Without the retatrutide dose I'm on I frequently consume large amounts of food. I love apples, and blueberries, and chicken and rice. I can easily eat an entire Costco bag of Envy Apples at a stretch. Inevitably, I regret this once I have exited my fugue state of food consumption. So why do I do it? My behaviour on retatrutide is far superior at getting me both total content and joy (in the sense of area-under-the-curve rather than point-in-time).

This concept has been explored for a long time[0]. The earliest documented I know of is the concept of Akrasia https://en.wikipedia.org/wiki/Akrasia from the Greek philosophers. But I think any notion of utility must build in the notion of regret and perhaps the bicameral mind and perhaps also the notion of non-rationality. My utility functions for the things I do are not time-translation invariant, therefore I think any model that optimizes for greater content and greater joy must necessarily involve temporally non-local terms. I don't yet have a strong model of this.

But we know this is common to many mental disorders. Part of Cognitive Behavioral Therapy is an interruption of some mental pattern. My wife and I have a game we find amusing to play when we want to overrule the other's temporally local preferences: we challenge the other to a game of rock-paper-scissors to see whether the countermanding applies. When she exercises it, I frequently find that even if I win the momentary desire has passed.

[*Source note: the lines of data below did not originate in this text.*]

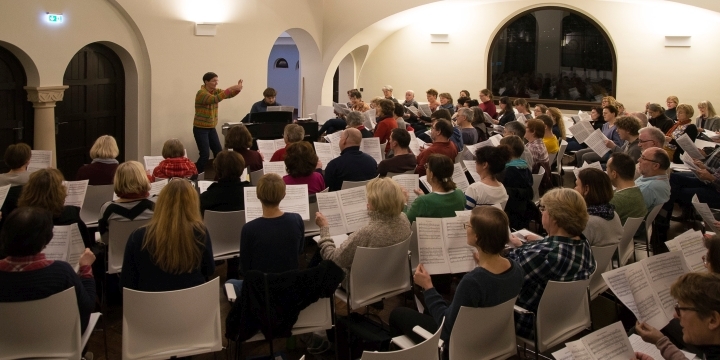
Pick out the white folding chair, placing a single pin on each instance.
(426, 350)
(161, 325)
(369, 283)
(603, 256)
(352, 184)
(564, 311)
(95, 197)
(225, 228)
(118, 234)
(255, 176)
(537, 179)
(626, 248)
(484, 333)
(46, 328)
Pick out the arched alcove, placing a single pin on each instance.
(556, 55)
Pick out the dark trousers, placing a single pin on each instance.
(206, 140)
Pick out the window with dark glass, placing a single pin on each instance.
(554, 54)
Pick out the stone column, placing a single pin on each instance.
(44, 99)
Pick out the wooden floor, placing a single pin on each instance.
(603, 313)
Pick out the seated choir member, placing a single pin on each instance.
(239, 140)
(175, 163)
(518, 181)
(271, 243)
(604, 227)
(174, 250)
(26, 274)
(490, 162)
(494, 281)
(302, 164)
(387, 226)
(46, 191)
(403, 159)
(352, 164)
(227, 194)
(132, 188)
(698, 313)
(102, 169)
(291, 134)
(564, 255)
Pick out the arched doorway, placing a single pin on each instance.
(16, 113)
(94, 105)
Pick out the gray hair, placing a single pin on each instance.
(467, 112)
(656, 134)
(516, 127)
(354, 119)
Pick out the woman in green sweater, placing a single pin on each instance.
(444, 199)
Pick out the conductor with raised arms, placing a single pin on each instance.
(206, 115)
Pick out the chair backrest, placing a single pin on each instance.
(564, 311)
(224, 228)
(603, 255)
(369, 282)
(489, 332)
(627, 246)
(426, 350)
(171, 323)
(537, 180)
(45, 328)
(255, 176)
(352, 184)
(118, 234)
(95, 197)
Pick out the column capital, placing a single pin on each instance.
(45, 96)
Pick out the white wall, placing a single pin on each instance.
(647, 70)
(284, 81)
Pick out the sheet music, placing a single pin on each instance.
(431, 250)
(594, 165)
(40, 159)
(459, 177)
(274, 167)
(371, 146)
(409, 182)
(581, 130)
(472, 169)
(325, 153)
(204, 184)
(687, 144)
(151, 162)
(703, 209)
(75, 192)
(267, 148)
(3, 194)
(596, 142)
(157, 186)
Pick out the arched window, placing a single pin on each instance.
(281, 63)
(555, 55)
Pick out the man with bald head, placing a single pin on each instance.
(352, 164)
(653, 182)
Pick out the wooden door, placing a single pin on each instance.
(94, 105)
(16, 113)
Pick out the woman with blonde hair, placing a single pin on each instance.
(563, 255)
(173, 251)
(102, 168)
(387, 226)
(708, 119)
(45, 190)
(133, 189)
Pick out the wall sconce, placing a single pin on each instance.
(206, 29)
(439, 38)
(677, 41)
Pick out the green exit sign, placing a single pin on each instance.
(54, 18)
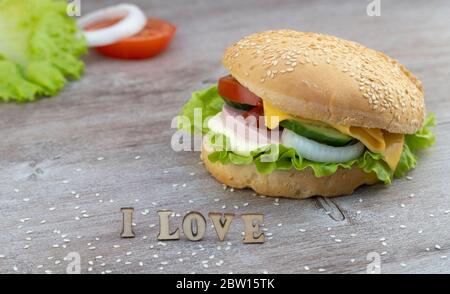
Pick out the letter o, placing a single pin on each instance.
(194, 219)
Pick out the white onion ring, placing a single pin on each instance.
(133, 22)
(318, 152)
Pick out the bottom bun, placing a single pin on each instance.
(292, 183)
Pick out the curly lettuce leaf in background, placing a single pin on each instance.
(39, 49)
(211, 103)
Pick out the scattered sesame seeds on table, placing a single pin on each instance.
(69, 163)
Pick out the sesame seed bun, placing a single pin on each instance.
(324, 78)
(290, 184)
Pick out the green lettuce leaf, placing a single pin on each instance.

tl;dr: Utility functions have different values depending on the temporal stride they take

0: Recently, Elon Musk claimed that the aim for Twitter should be "unregretted user minutes". Sadly, despite this stated aim, I found that his changes decreased these and increased regret so I had to stop using his platform. I agree with the notion of maximizing (value - regret) expressed in some abstract form, however.

Correct. When I spend more time in the bar and fewer time at work and with my family then this is a sign that the bar is more useful and better for me than work and family.

Except social media feeds are designed to addict. A smoker will spend their time smoking instead of not smoking. Does that mean that smoking is good? Why else would they do it, if not smoking was better? It's not that simple. When we blame the users, we forget tech monopolies are spending billions to engineer systems which are stealing our time.

Or that B got worse.

  • Yes, but that still means A is a better choice than B to a greater extent than it was before.

    A lot of these arguments are really arguments about an unstated "baseline" that we feel we deserve.